Silvia Breher, Sebastian Lechner oder doch Gitta Connemann: Wer vertritt Niedersachsen künftig im CDU-Präsidium? | Fotos: Tobias Koch/Team Lechner/Team Connemann

Das Machtzentrum der CDU ist das Präsidium, es besteht aus dem Vorsitzenden Friedrich Merz, dem Generalsekretär Carsten Linnemann, seiner Vertreterin und fünf stellvertretenden Parteichefs. Zudem werden noch sieben weitere Mitglieder hinzugewählt. Die christdemokratischen Ministerpräsidenten und andere hochrangige Vertreter – etwa Bundestagsvizepräsidenten mit CDU-Parteibuch – sind ebenfalls kraft Amtes dabei. Aus Niedersachsen sind bisher zwei Vertreter in diesem Gremium, die Oldenburger Landesvorsitzende Silvia Breher (50) als eine der Merz-Stellvertreter und Bernd Althusmann (57), ehemaliger niedersächsischer Wirtschaftsminister, als gewähltes Mitglied. Nun lautet der inoffizielle, noch nicht nach außen kommunizierte Plan der Niedersachsen-CDU so: Breher, die als Bundestagsabgeordnete arbeitet, soll erneut bestätigt werden. Sie soll intern ihren Willen bekundet haben, im Amt zu bleiben. Anstelle von Althusmann, der den CDU-Landesvorsitz in Niedersachsen Anfang 2023 abgegeben hat, soll sein Nachfolger Sebastian Lechner (43) eines der sieben gewählten Präsidiumsmitglieder werden. Bei einer normalen, ohne öffentliche Störungen verlaufenden Vorbereitung des Parteitags würde Lechner mit dieser Konstellation in die Vorab-Gespräche der Landesverbände geschickt werden – und müsste versuchen, das Konzept durchzusetzen.

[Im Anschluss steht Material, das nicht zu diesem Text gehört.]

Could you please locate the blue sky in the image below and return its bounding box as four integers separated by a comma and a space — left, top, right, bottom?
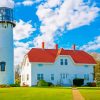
0, 0, 100, 65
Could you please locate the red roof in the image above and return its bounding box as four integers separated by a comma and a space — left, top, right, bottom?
28, 48, 96, 64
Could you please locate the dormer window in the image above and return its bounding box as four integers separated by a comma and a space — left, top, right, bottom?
60, 59, 68, 65
0, 62, 6, 71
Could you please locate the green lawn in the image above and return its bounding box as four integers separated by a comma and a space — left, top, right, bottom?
79, 87, 100, 100
0, 87, 72, 100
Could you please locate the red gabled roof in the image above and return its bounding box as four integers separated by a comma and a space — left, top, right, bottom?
28, 48, 58, 63
28, 48, 96, 64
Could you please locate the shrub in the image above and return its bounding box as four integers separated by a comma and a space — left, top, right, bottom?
87, 82, 96, 87
10, 84, 20, 87
47, 82, 54, 86
73, 79, 84, 86
37, 80, 48, 87
96, 81, 100, 87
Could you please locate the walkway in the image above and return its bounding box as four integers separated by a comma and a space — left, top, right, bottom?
72, 88, 85, 100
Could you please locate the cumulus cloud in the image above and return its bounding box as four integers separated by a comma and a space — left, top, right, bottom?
80, 36, 100, 51
14, 20, 35, 40
34, 0, 100, 46
14, 20, 35, 65
16, 0, 42, 6
14, 41, 31, 66
0, 0, 14, 8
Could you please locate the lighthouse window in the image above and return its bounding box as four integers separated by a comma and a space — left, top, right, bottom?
0, 62, 6, 71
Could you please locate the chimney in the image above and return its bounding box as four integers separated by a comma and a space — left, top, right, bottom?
72, 44, 76, 50
55, 44, 58, 50
42, 42, 45, 49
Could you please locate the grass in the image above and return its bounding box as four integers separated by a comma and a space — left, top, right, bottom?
0, 87, 72, 100
79, 87, 100, 100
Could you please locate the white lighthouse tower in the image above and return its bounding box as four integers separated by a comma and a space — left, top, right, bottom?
0, 6, 15, 84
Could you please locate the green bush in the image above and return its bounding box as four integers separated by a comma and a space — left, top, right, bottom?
0, 84, 10, 88
47, 82, 54, 86
37, 80, 52, 87
10, 84, 20, 87
96, 81, 100, 87
37, 80, 48, 87
73, 79, 84, 86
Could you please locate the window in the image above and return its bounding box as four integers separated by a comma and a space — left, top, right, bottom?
65, 59, 68, 65
84, 74, 89, 80
37, 74, 44, 80
63, 74, 65, 79
0, 62, 6, 71
75, 74, 77, 78
60, 73, 68, 79
38, 64, 43, 67
27, 74, 29, 81
51, 74, 54, 81
22, 75, 25, 81
84, 65, 88, 67
60, 59, 63, 65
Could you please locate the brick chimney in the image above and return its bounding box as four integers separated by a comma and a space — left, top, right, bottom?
55, 44, 58, 50
72, 44, 76, 50
42, 42, 45, 49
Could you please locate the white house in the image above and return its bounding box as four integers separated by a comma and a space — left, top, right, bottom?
21, 43, 96, 86
0, 6, 15, 84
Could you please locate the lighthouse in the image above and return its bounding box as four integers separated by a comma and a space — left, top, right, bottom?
0, 6, 15, 84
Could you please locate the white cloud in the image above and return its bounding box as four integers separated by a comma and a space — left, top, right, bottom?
14, 20, 35, 65
16, 0, 42, 6
0, 0, 14, 8
14, 20, 35, 40
22, 0, 34, 6
80, 36, 100, 51
14, 41, 33, 66
34, 0, 100, 46
14, 41, 29, 66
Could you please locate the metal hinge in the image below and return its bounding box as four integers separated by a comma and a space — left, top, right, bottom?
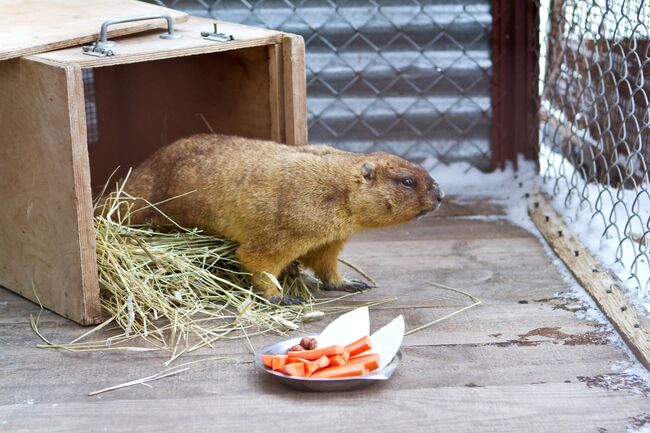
201, 23, 235, 42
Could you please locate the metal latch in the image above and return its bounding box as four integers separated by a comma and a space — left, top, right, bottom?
201, 23, 235, 42
82, 14, 183, 57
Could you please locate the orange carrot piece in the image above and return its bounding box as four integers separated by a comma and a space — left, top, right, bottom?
262, 353, 274, 368
282, 362, 307, 377
287, 345, 345, 361
286, 355, 330, 376
328, 355, 345, 365
314, 355, 330, 369
311, 364, 368, 379
348, 353, 379, 371
271, 355, 287, 371
345, 336, 372, 356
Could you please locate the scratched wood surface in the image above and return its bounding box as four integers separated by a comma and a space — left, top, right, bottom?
0, 198, 650, 433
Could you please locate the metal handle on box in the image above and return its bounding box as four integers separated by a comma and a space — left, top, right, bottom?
83, 14, 183, 57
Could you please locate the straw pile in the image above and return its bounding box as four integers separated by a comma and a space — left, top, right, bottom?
35, 176, 392, 361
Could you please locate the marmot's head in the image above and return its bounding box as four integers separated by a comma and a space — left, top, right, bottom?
350, 153, 444, 228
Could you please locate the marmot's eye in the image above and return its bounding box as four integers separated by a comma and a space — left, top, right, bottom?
402, 177, 415, 188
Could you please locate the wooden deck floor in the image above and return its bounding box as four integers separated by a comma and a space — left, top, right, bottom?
0, 200, 650, 433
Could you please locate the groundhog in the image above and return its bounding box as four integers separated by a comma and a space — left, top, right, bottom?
125, 134, 443, 304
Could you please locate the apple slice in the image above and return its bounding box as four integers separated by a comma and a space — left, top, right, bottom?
317, 307, 368, 347
366, 314, 404, 368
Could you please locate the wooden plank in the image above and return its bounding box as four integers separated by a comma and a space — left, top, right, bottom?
0, 0, 188, 60
30, 17, 283, 68
268, 44, 284, 143
282, 35, 308, 146
0, 343, 636, 405
528, 193, 650, 368
0, 59, 99, 323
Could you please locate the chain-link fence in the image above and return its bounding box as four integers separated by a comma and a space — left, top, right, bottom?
149, 0, 492, 169
540, 0, 650, 297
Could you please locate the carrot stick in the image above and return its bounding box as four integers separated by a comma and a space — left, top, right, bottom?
287, 355, 330, 376
287, 345, 345, 361
314, 355, 330, 368
348, 353, 379, 371
283, 362, 307, 377
311, 363, 368, 379
328, 355, 345, 365
345, 336, 372, 356
262, 353, 274, 368
271, 355, 287, 371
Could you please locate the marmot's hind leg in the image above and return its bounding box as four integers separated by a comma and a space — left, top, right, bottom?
236, 244, 304, 305
298, 239, 372, 292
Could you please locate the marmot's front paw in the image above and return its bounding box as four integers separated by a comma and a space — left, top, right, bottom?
321, 280, 374, 293
267, 295, 305, 305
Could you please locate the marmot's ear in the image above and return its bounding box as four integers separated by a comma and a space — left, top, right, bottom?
361, 161, 375, 182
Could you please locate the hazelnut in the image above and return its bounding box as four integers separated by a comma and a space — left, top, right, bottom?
300, 337, 318, 350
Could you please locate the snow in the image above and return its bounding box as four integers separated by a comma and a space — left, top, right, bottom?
422, 148, 650, 313
422, 152, 650, 384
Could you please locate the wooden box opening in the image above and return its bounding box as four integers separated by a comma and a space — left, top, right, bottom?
83, 46, 278, 193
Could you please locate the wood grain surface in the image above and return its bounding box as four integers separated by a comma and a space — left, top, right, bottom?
0, 198, 650, 433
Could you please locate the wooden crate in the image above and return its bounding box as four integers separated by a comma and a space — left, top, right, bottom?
0, 18, 307, 324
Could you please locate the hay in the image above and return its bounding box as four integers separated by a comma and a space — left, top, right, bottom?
32, 170, 394, 363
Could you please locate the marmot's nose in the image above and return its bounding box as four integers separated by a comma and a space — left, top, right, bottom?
430, 182, 445, 203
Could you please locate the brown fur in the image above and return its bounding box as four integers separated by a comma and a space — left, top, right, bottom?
126, 134, 441, 296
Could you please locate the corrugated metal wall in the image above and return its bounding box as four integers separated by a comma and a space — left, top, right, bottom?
150, 0, 492, 169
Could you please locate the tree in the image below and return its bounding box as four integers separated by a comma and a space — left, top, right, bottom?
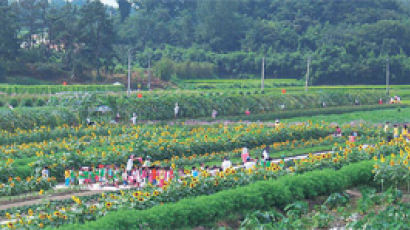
154, 57, 175, 81
117, 0, 131, 22
196, 0, 245, 51
77, 0, 115, 80
0, 1, 18, 80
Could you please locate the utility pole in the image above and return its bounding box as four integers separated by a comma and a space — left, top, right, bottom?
147, 56, 151, 90
305, 56, 311, 92
261, 57, 265, 90
386, 58, 390, 96
127, 47, 136, 96
127, 48, 131, 96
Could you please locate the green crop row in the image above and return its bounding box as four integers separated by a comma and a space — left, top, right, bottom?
0, 92, 388, 130
77, 91, 385, 120
56, 161, 373, 230
0, 85, 124, 94
0, 107, 80, 133
213, 104, 403, 121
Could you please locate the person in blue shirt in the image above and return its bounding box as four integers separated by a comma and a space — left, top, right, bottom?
192, 166, 199, 177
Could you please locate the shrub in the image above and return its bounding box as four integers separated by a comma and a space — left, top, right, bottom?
21, 98, 33, 107
9, 98, 19, 108
56, 161, 372, 230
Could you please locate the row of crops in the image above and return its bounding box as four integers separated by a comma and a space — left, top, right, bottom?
0, 91, 387, 130
0, 84, 124, 94
0, 124, 409, 229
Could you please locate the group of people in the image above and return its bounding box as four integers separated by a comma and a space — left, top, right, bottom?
384, 122, 410, 141
64, 156, 174, 187
390, 96, 401, 104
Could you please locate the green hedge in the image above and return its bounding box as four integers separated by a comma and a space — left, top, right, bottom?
72, 91, 385, 120
0, 92, 388, 130
0, 107, 80, 130
215, 104, 404, 121
55, 161, 373, 230
0, 85, 125, 94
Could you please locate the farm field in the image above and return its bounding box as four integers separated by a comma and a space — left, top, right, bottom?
0, 80, 410, 229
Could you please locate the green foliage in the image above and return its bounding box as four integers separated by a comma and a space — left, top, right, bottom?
154, 58, 175, 81
73, 92, 383, 120
0, 107, 79, 130
323, 192, 350, 209
0, 85, 124, 94
56, 162, 372, 229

Doch niemand weiß momentan, ob nicht doch Gitta Connemann dazwischenfunken wird. Viele, die sie kennen, halten das für gut möglich – denn auf allzu viel Harmonie im innerparteilichen Ringen hat Connemann bisher nie großen Wert gelegt. Würde sie ihre Kandidatur für einen der sieben Präsidiumsplätze anmelden, so könnte das die Arithmetik des Regionalproporzes ins Wanken bringen. Es könnte dann zum Kräftemessen zwischen Lechner und ihr kommen – und sollte Lechner dabei verlieren, wäre der CDU-Landes- und -Fraktionsvorsitzende massiv beschädigt. In jedem Fall wäre Connemanns Kandidatur eine Kampfansage an die gewohnten Absprachen der Landesvorsitzenden vor den Bundesvorstandswahlen, insofern hätte das dann etwas Rebellisches.

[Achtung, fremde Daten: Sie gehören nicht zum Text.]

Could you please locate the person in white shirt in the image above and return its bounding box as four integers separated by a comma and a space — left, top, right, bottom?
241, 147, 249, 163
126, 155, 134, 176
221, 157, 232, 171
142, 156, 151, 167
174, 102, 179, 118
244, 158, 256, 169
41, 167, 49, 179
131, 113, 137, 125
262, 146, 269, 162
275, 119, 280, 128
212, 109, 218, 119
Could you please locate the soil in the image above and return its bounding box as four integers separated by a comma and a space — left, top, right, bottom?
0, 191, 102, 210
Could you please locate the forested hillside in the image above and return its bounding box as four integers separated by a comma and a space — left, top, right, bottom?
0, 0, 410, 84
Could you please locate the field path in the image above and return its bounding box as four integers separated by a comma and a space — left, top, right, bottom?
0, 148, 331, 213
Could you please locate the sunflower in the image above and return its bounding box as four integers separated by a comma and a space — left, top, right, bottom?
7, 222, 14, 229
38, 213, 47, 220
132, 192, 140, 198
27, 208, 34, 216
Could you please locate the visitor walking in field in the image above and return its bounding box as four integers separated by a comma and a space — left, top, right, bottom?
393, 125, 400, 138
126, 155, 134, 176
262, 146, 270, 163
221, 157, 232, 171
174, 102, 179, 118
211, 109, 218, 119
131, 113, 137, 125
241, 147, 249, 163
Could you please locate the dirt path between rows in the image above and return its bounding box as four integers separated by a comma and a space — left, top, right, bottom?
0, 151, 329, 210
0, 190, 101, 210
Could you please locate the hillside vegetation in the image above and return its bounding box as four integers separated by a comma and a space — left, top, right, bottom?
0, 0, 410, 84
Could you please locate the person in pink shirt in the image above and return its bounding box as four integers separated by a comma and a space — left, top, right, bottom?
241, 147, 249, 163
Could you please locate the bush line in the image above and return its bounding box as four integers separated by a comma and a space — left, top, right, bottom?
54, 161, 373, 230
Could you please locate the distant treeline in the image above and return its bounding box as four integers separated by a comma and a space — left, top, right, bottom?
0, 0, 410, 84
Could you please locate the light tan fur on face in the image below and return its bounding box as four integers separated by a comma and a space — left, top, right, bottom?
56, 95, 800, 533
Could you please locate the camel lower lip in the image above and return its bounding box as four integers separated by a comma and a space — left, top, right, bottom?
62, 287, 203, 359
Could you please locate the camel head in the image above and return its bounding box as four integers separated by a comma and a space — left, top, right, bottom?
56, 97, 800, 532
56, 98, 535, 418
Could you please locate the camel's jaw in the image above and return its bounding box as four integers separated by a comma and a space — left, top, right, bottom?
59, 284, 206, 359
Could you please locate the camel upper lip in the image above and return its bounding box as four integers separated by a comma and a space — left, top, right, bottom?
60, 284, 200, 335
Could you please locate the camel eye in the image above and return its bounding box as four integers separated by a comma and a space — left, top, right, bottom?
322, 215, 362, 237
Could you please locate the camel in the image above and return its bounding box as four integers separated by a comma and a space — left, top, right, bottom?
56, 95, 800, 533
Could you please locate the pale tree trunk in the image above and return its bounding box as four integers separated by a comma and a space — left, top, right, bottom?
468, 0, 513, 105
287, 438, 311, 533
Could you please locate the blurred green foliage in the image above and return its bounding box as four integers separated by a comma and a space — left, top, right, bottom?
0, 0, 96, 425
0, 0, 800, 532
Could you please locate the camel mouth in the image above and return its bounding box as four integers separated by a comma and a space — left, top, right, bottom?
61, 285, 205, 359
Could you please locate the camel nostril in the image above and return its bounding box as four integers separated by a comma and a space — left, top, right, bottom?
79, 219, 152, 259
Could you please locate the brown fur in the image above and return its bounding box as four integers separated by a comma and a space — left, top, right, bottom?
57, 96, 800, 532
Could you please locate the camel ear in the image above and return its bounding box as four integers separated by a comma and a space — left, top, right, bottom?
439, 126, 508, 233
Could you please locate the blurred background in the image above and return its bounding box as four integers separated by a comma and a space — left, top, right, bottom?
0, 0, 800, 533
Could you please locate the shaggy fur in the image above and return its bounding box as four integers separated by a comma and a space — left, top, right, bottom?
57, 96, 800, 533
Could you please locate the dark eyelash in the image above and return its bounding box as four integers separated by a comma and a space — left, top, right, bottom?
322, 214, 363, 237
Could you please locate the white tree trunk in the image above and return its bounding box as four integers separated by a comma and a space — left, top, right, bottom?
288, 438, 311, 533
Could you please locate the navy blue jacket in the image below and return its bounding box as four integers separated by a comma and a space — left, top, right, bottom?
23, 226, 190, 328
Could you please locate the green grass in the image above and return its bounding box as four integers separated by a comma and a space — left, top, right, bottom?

Gefahren lauern aber auch für Silvia Breher, die seit viereinhalb Jahren zum Kreis der Vize-Vorsitzenden der CDU gehört und den Ruf hat, mit ihrem unkonventionellen Auftreten den modernen Charakter der Volkspartei zu betonen. In jüngster Zeit gibt es aber auch Kritik an ihrer Arbeit. Die einen meinen, sie sei in vielen politischen Debatten nicht sattelfest genug, andere bemängeln, sie habe ihren CDU-Landesverband Oldenburg nicht richtig im Griff, da die klassische Parteiarbeit mit Kontaktpflege und internen Absprachen zwischen den verschiedenen Kreisverbänden nicht gerade ihre Stärke sei. Einige kommunale Misserfolge oder Denkzettel für die CDU in der Region Südoldenburg rütteln an Brehers Machtbasis. Dass nun Connemann diejenige sein könnte, die Breher in ihrer Rolle als Merz-Stellvertreterin herausfordert und damit auf einen Angriff auf Lechners Position verzichtet, wird in Parteikreisen als „möglich, aber unwahrscheinlich“ beschrieben. Denn Connemann ist für Brehers Nachbar-Wahlkreis Unterems Bundestagsabgeordnete, es soll zwischen beiden Frauen eine Art Solidarität geben. Aber wie weit geht derartige Solidarität in der Politik überhaupt?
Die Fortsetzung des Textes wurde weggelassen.